Rafael bersama-sama dengan Ernie Meike didakwa melakukan TPPU ketika bertugas sebagai PNS di Direktorat Jenderal Pajak sejak tahun 2002 hingga 2010. Jaksa menyebut Rafael Alun mencuci uang sebesar Rp36.828.825.882 atau Rp36,8 miliar selama delapan tahun.

"Bahwa terdakwa sebagai pegawai negeri pada Direktorat Jenderal Pajak, dari tahun 2002 sampai dengan tahun 2010 menerima gratifikasi sebesar Rp5.101.503.466 sebagaimana dakwaan kesatu dan penerimaan lain sejumlah Rp31.727.322.416," kata Jaksa Wawan.

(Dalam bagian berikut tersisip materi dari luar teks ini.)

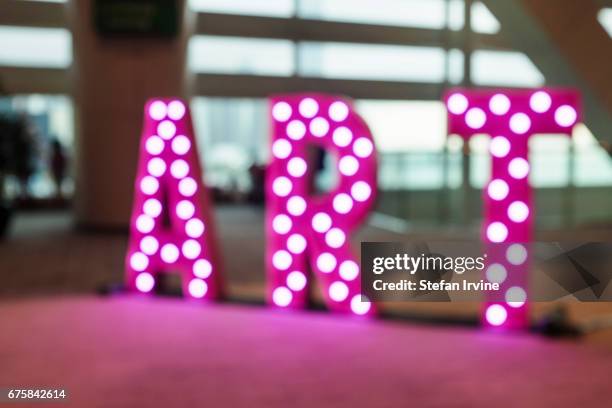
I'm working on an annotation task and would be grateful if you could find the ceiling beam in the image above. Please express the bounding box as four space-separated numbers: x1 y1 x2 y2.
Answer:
194 73 444 100
0 66 69 94
0 0 66 28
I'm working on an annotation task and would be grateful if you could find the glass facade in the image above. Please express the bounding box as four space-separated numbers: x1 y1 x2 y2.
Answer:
2 0 611 228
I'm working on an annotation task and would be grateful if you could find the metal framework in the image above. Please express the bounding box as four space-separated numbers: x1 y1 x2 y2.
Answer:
0 0 506 100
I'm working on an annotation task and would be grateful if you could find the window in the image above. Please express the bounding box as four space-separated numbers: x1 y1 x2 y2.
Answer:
188 35 294 76
0 94 74 198
299 42 447 82
530 135 571 187
0 26 71 68
189 0 294 17
471 50 544 87
190 97 268 191
298 0 499 34
574 124 612 187
448 1 500 33
597 8 612 38
351 101 453 190
298 0 447 29
356 101 446 152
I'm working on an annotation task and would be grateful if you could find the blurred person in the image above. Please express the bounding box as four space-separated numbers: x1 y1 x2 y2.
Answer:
50 138 68 199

Kemudian, Rafael Alun juga didakwa mencuci uang ketika menjabat sebagai PNS pada Ditjen Pajak sejak 2011 hingga 2023. Pada periode tersebut, Rafael Alun melakukan pencucian uang sekitar Rp63.994.622.236 atau Rp63,9 miliar selama 12 tahun.

Dengan perincian, sejumlah Rp11.543.302.671 atau Rp11,5 miliar dari hasil gratifikasi. Kemudian ditambah penerimaan lainnya sebesar SGD2.098.365 atau setara Rp23.623.414.153, kemudian senilai USD937.900 atau setara Rp14.270.570.555 serta Rp14.557.334.857.

"Bahwa terdakwa sebagai pegawai negeri pada Direktorat Jenderal Pajak, dari tahun 2011 sampai dengan tahun 2023 menerima gratifikasi sebesar Rp11.543.302.671 sebagaimana dakwaan kesatu dan penerimaan lain berupa SGD2.098.365 dan USD937.900 serta sejumlah Rp14.557.334.857," kata jaksa.

Sehingga, jika dijumlah secara keseluruhan, Rafael Alun telah melakukan pencucian uang sejak 2002 hingga 2023 sekira Rp100.823.448.118 atau Rp100,8 miliar. Dengan perincian pada tahun 2002 hingga 2010, Rafael Alun mencuci uangnya sebesar Rp36,8 miliar ditambah pada tahun 2011 hingga 2023 sejumlah Rp63,9 miliar.